Court documents filed May 28 indicate the legal battle over the JEDI cloud contract could stretch into October.
The Defense Department is prepared to continue litigation over the long-delayed Joint Enterprise Defense Infrastructure cloud contract—even after a legal setback in April—according to a court filing May 28.
In a joint status report filing, the Pentagon proposed a schedule that would render a judge’s decision in the protest by October 2021—at the earliest. The department initially awarded the contract to Microsoft in October 2019, but was challenged in court by contender Amazon Web Services. After corrective action, the department selected Microsoft again in September 2020. AWS subsequently continued its legal challenge of the award, and in its own filing favored an approach that would see the court what review additional evidence before a decision takes place.
In January, the Pentagon issued a memo hinting it could abandon the JEDI cloud effort if Judge Patricia Campbell-Smith allowed the court to explore allegations of political influence on JEDI, which she ultimately did in late April. The Pentagon’s latest filing seems to indicate a willingness to let the court battle play out. Meanwhile, the JEDI cloud contract is more than two years behind schedule.
“Any benefit gained by taking additional time to rehash in detail issues that the parties have already explored in depth is greatly outweighed by the ongoing harm to national security or continued delay in fielding these critical capabilities,” the filing states. “The passage of over 18 months since this bid protest was filed serves to increase the urgency of expeditious resolution now, not reduce it.”
In a statement, Pentagon spokesman Russell Goemaere reaffirmed the department’s pursuit of enterprisewide cloud capabilities.

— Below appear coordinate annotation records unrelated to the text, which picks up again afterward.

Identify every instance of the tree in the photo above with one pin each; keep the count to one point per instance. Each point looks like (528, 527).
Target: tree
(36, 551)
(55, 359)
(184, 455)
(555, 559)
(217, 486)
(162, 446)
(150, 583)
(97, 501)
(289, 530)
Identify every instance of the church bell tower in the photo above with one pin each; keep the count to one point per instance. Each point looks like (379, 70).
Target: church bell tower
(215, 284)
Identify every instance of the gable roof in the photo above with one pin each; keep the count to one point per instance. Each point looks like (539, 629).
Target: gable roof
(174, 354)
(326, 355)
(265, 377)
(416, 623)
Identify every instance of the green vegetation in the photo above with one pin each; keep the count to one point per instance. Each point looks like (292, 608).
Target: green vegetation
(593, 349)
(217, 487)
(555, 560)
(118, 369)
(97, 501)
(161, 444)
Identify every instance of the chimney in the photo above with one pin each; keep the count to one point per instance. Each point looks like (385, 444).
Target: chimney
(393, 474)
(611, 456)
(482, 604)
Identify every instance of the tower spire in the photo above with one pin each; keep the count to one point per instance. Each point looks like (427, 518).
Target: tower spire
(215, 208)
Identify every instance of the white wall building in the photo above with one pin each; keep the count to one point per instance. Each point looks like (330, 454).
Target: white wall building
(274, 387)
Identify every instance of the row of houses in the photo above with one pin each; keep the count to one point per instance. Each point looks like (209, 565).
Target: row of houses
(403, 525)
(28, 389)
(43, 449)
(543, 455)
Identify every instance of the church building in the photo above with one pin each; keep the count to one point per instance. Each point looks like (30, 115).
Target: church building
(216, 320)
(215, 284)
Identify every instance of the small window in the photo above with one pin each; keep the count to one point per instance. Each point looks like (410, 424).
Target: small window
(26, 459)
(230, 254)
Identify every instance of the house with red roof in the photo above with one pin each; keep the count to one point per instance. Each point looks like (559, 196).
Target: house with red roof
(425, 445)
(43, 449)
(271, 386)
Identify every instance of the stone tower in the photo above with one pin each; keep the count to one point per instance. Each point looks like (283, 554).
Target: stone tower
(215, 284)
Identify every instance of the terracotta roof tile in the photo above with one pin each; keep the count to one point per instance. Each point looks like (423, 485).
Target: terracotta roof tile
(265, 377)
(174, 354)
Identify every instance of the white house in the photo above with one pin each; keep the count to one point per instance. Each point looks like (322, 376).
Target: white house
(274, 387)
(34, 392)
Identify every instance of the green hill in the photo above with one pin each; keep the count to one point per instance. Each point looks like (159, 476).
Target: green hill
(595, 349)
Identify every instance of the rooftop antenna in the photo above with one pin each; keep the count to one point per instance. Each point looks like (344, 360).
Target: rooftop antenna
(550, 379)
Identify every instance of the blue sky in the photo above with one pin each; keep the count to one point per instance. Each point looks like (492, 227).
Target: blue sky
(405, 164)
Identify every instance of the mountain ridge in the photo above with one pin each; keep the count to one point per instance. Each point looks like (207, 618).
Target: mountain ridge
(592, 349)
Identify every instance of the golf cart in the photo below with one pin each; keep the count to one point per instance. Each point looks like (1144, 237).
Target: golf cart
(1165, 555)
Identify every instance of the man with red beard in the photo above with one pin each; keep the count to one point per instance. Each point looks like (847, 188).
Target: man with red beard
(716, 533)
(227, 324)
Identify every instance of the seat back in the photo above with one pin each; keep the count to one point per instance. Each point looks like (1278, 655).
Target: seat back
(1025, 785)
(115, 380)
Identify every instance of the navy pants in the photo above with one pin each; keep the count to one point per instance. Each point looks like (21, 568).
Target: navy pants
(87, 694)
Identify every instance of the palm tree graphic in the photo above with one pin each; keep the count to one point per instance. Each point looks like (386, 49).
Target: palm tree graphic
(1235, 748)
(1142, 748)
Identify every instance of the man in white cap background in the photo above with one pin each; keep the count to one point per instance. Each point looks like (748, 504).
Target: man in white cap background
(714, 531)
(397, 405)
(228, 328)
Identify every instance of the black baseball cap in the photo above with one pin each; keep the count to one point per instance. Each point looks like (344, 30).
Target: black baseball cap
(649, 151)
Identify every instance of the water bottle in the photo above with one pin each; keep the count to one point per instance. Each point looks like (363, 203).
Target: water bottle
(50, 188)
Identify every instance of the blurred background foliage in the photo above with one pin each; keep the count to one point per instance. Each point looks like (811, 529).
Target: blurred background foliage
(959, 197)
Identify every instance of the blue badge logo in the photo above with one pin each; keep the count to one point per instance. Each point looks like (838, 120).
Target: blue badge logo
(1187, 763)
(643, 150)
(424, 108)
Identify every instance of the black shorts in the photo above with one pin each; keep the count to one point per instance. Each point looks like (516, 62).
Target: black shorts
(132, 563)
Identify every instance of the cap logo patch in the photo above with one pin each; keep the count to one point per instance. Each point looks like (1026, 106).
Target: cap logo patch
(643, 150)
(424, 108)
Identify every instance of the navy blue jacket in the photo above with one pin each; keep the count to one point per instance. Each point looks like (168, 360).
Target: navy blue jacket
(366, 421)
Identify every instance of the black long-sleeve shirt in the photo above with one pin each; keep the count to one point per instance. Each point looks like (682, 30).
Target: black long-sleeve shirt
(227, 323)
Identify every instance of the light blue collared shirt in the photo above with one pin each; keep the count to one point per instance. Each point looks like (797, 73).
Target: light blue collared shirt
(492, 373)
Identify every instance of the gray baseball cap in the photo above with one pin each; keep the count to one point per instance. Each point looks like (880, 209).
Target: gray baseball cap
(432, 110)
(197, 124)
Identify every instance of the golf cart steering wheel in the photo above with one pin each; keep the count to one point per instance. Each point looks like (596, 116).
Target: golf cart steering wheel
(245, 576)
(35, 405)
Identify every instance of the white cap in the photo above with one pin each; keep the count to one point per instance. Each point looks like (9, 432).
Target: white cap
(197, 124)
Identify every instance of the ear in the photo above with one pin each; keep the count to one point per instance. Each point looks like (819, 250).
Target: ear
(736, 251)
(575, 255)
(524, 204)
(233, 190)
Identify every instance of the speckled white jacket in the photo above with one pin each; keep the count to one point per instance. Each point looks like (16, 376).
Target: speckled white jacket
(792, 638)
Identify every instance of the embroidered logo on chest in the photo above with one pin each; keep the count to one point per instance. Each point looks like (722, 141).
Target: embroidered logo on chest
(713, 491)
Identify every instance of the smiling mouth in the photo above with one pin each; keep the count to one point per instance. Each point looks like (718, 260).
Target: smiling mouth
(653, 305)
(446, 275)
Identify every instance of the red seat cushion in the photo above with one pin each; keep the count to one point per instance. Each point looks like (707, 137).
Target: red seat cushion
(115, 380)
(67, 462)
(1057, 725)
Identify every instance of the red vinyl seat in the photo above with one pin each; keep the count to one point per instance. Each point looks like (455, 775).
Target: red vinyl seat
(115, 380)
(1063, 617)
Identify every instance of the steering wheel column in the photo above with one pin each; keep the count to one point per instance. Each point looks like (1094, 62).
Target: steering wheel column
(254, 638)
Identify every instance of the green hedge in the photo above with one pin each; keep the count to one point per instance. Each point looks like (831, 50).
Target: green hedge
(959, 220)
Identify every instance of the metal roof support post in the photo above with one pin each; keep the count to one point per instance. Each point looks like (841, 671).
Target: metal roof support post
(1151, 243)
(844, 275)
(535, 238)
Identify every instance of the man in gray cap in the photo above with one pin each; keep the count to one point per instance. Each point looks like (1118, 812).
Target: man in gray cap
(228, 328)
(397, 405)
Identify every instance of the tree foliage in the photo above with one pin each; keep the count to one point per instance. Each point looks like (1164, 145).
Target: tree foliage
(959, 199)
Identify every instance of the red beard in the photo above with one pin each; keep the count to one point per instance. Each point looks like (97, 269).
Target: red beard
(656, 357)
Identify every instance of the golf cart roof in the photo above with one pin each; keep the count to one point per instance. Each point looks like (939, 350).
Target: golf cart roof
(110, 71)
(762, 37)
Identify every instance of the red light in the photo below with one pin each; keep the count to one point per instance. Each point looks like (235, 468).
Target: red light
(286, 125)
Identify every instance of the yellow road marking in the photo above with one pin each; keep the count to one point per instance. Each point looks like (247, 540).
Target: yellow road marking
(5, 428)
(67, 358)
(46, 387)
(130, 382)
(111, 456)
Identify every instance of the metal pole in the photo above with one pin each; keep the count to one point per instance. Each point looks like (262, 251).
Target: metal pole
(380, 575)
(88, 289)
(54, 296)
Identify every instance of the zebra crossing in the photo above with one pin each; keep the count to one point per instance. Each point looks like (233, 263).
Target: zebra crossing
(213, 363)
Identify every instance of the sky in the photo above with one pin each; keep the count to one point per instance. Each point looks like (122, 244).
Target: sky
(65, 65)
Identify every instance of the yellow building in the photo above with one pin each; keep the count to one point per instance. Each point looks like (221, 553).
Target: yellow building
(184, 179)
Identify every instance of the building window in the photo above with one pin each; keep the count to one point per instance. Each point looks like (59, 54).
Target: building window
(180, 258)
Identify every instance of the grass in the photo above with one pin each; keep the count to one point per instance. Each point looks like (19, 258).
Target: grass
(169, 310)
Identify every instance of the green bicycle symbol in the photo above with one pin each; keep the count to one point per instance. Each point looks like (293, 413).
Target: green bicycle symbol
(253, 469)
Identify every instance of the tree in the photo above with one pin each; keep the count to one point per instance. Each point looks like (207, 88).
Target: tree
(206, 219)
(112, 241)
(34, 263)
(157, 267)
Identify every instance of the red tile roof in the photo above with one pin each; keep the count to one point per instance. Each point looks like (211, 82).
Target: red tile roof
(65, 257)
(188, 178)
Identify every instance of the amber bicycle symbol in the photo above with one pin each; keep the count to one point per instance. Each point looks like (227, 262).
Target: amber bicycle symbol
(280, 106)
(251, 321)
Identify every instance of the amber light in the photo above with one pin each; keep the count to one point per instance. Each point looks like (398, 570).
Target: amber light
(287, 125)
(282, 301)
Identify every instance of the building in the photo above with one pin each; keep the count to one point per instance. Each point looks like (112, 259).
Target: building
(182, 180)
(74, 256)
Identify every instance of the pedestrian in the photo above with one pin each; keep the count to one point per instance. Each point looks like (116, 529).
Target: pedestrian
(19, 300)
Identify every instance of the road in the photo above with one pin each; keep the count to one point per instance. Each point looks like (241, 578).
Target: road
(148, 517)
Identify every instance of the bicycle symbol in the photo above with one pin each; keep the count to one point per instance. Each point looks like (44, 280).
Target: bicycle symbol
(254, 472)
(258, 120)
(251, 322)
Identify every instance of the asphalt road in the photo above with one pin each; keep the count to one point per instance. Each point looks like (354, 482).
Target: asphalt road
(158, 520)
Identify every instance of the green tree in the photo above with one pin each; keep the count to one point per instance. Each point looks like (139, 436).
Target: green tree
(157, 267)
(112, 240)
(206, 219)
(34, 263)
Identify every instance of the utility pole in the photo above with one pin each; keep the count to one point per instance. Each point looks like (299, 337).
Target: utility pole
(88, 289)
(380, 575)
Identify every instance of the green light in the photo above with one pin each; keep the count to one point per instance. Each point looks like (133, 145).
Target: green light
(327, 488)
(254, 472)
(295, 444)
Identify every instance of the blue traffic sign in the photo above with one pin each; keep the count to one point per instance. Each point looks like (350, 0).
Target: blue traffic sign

"A Joint Status Report, like the one filed on May 28, is a standard filing in any litigation. The filing merely reflects the proposed schedule for further proceedings in the case, as directed by the Court's April 28, 2021 Order,” Goemaere said. “Nothing about this procedural filing changes our previous statements regarding our commitment to establish an enterprise cloud capability for the Department—we hope through JEDI—but the DoD's requirements transcend any one procurement."